Enfin, à la question « Pensez-vous toujours travailler en douze heures dans dix ans ? », seulement 24,1 % des répondantes des services spécifiques répondent affirmativement (et 50 % dans les services Ehpad). « Malgré les effets néfastes des douze heures de travail consécutives sur leur santé, certaines salariées ne souhaitent pas forcément revenir en arrière, car elles estiment mieux concilier vie professionnelle et vie personnelle », observe Laetitia Bonomi, élue CSE et aide-soignante à l’Ehpad.

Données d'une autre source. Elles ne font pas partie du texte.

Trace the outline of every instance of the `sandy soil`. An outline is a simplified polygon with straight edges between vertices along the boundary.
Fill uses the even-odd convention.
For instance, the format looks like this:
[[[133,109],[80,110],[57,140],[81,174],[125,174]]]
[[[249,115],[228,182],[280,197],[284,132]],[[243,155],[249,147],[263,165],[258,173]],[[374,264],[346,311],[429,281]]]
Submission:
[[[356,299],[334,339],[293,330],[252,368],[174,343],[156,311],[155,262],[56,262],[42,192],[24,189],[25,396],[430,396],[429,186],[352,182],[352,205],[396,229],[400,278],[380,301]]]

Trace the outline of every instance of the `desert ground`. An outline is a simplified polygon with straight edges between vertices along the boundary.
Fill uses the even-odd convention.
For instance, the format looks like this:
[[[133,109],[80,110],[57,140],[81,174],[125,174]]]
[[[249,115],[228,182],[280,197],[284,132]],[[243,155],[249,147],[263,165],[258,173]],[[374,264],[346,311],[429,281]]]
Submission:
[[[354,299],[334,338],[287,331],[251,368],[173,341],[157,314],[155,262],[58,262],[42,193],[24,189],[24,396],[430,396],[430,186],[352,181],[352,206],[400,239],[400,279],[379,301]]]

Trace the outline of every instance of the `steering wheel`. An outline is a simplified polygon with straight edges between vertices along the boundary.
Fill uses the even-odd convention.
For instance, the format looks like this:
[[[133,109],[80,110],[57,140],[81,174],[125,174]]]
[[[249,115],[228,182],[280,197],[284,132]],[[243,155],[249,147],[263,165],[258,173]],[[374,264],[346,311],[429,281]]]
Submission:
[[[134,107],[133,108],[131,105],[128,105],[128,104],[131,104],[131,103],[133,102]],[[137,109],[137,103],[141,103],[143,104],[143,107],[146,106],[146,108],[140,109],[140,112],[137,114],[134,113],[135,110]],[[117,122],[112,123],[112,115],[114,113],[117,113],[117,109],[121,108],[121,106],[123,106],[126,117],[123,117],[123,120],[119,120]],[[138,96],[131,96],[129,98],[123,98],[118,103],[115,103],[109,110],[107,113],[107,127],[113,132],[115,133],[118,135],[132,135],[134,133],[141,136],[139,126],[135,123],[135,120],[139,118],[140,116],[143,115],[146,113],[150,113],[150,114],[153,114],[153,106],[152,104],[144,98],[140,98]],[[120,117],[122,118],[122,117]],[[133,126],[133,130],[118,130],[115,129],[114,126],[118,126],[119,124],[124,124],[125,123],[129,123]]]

Oui, mais à quel prix ? Munie de ces données, la CFDT compte désormais interpeller la direction et reviendra vers les salariées afin de discuter collectivement de l’organisation du travail et de ses conséquences.

Une fulgurante progression de la CFDT Arc-en-Ciel

Première organisation syndicale au sein de la Fondation Arc-en-Ciel et des quinze établissements qui la compose, avec 82,67 % des suffrages 2023 (nettement devant FO et la CGT) obtenus lors des dernières élections professionnelles, la section CFDT a su gagner la confiance des 1 400 salariés et marquer de son empreinte le dialogue social puisqu’elle a vu son score augmenter de 30 points par rapport à l’édition 2019. Cette dynamique se traduit d’ailleurs dans le développement. En moins de deux ans, les effectifs de la section ont triplé, passant d’une trentaine d’adhérents à 91 ! Les membres de cette dernière ont désormais le regard tourné vers 2027 et sont prêts à relever de nouveaux défis.